Peristiwa yang terjadi sekitar pukul 18.47 WIB ini mengakibatkan kerusakan infrastruktur yang cukup parah dan sempat melumpuhkan aktivitas ekonomi serta transportasi di kawasan tersebut.
Baca juga: Tim SAR Gabungan Berhasil Temukan Korban Laka Laut Mandangin di Perairan Sreseh
Badan Penanggulangan Bencana Daerah (BPBD) Kabupaten Sampang melaporkan bahwa fenomena cuaca ekstrem ini dipicu oleh tingginya intensitas hujan yang disertai angin kencang secara tiba-tiba.
Menurut Mohammad Hozin, S.Sos, M.SI, selaku Kasi Kedaruratan dan Logistik BPBD Sampang, situasi ini menyebabkan pepohonan besar di sepanjang jalan area Pasar Bringkoning hingga arah Jembatan Nepa tumbang ke badan jalan.
"Dampak dari kejadian tersebut mengakibatkan arus lalu lintas di jalur utama Pantura mengalami macet total selama lebih dari dua jam.
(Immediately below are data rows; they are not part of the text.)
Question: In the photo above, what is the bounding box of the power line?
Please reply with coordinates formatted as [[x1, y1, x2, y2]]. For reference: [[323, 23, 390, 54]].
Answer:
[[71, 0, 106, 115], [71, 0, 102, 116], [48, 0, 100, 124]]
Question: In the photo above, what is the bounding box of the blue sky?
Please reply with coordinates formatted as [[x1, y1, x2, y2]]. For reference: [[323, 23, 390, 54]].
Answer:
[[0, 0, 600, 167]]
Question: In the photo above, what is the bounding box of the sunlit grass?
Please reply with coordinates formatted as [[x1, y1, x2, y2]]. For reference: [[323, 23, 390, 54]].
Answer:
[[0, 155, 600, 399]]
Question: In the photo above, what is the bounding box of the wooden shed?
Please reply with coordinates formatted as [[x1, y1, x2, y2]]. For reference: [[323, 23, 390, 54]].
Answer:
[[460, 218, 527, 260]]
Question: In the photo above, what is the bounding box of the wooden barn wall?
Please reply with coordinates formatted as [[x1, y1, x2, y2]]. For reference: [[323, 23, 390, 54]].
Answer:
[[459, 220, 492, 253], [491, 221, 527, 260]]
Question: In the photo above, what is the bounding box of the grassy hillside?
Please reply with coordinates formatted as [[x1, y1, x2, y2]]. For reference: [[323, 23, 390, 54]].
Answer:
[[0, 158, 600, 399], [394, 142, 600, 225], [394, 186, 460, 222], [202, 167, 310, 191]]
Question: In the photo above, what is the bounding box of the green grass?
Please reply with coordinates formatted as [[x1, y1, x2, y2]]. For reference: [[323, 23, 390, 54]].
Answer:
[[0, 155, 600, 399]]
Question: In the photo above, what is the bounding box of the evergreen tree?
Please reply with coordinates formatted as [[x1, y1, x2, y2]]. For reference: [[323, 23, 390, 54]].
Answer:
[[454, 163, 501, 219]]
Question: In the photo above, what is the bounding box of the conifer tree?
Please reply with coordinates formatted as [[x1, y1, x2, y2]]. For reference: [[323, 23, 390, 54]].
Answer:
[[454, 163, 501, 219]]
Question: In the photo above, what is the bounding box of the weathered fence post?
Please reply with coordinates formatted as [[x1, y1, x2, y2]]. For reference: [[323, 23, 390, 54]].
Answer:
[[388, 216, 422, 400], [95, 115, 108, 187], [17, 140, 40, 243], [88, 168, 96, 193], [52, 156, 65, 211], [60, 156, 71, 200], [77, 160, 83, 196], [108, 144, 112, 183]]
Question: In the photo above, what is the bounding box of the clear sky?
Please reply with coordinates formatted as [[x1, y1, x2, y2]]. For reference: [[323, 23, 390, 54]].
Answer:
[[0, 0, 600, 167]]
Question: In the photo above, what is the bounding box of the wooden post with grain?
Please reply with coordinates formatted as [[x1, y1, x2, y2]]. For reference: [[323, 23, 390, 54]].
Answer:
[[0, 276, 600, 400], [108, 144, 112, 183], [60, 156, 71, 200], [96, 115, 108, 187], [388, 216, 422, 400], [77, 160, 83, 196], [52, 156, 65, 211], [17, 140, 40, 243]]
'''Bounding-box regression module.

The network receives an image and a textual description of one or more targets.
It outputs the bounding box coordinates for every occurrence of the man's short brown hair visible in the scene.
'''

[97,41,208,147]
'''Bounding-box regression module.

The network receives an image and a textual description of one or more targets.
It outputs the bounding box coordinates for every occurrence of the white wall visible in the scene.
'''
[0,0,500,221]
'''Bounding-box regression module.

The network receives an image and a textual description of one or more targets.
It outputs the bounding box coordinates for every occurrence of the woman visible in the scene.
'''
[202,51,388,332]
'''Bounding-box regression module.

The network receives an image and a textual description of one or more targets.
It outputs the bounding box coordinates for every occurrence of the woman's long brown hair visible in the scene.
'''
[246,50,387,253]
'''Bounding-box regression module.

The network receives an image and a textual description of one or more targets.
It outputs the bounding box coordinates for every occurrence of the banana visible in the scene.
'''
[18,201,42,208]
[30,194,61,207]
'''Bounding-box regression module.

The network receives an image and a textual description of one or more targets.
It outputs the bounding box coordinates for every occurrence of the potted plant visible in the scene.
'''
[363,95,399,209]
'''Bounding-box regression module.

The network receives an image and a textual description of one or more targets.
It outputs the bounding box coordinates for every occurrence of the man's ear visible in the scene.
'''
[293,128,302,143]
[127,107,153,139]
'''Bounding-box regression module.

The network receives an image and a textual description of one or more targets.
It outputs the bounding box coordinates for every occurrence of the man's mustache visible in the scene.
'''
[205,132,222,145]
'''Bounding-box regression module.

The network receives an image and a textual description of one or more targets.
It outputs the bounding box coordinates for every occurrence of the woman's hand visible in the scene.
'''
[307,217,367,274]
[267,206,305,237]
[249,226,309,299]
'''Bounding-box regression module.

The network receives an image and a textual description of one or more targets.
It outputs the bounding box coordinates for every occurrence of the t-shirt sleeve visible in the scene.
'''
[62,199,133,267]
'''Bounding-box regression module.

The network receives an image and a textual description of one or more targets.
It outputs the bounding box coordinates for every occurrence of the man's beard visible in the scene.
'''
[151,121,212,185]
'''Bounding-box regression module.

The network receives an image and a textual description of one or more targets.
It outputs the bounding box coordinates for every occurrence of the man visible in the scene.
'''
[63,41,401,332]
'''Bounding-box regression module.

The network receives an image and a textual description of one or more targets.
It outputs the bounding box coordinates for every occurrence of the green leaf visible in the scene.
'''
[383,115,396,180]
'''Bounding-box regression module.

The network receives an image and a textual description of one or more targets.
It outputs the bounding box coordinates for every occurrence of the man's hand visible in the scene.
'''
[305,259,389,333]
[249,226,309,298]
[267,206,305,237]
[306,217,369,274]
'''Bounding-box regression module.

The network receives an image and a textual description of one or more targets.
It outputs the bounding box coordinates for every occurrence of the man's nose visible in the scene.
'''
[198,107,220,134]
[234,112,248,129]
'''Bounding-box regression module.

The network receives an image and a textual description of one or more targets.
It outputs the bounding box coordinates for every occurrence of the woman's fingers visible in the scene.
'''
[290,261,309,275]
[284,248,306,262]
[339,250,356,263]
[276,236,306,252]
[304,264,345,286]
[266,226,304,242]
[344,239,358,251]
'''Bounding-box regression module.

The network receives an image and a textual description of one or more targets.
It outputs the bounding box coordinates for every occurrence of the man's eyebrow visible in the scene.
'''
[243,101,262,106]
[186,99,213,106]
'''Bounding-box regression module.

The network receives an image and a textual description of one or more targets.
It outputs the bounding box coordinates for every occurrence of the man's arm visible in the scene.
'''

Kendaraan dari arah timur maupun barat tidak dapat melintas karena akses tertutup material pohon yang roboh serta adanya kanopi toko milik warga yang terbang terbawa angin hingga ke tengah jalan."ujarnya
Lanjut Mohammad Hozin menjelaskan, Selain itu, kabel jaringan listrik milik PLN dan Telkom banyak yang terputus akibat tertimpa dahan pohon.
Baca juga: Tim SAR Gabungan Sisir Perairan Mandangin Cari Korban Laka Laut yang Terpental dari Kapal
"Kerugian materiil yang tercatat sementara meliputi robohnya gudang dan tembok milik Haji Sukardi, serta kerusakan pada alat elektronik warga akibat sambaran petir yang kuat. Meski kerusakan fisik cukup terlihat signifikan, BPBD memastikan bahwa tidak ada korban jiwa atau luka-luka dalam peristiwa ini (Nihil). Petugas lapangan masih melakukan pendataan lebih lanjut terkait total kerugian finansial yang dialami warga terdampak."jelasnya.
Menanggapi situasi darurat tersebut, Tim BPBD Sampang bersama unsur Muspika Banyuates, Babinsa, dan Bhabinkamtibmas langsung terjun ke lokasi untuk melakukan evakuasi. Dengan dibantu oleh warga setempat, petugas gabungan memotong dahan pohon menggunakan gergaji mesin dan membersihkan puing-puing bangunan agar jalur Pantura bisa kembali dilalui oleh kendaraan.
Hingga Rabu (24/12) dini hari, kondisi arus lalu lintas di Jalan Raya Tlagah dilaporkan sudah kembali lancar dan dapat dilalui semua jenis kendaraan. Meskipun cuaca di wilayah Sampang saat ini sudah terpantau cerah berawan, pemukiman di sekitar lokasi kejadian masih mengalami pemadaman listrik karena jaringan kabel sedang dalam tahap perbaikan oleh pihak PLN Unit Ketapang-Banyuates.
Baca juga: Insiden Laka Laut di Pantai Tajungan Sampang, Bocah 11 Tahun Ditemukan Meninggal Dunia
Pihak berwenang mengimbau kepada masyarakat untuk tetap waspada terhadap potensi cuaca ekstrem yang masih mungkin terjadi di penghujung tahun ini.
BPBD berencana melanjutkan estimasi detail kerugian materiil pada hari ini dan terus memantau titik-titik rawan pohon tumbang guna mencegah kejadian serupa terulang kembali.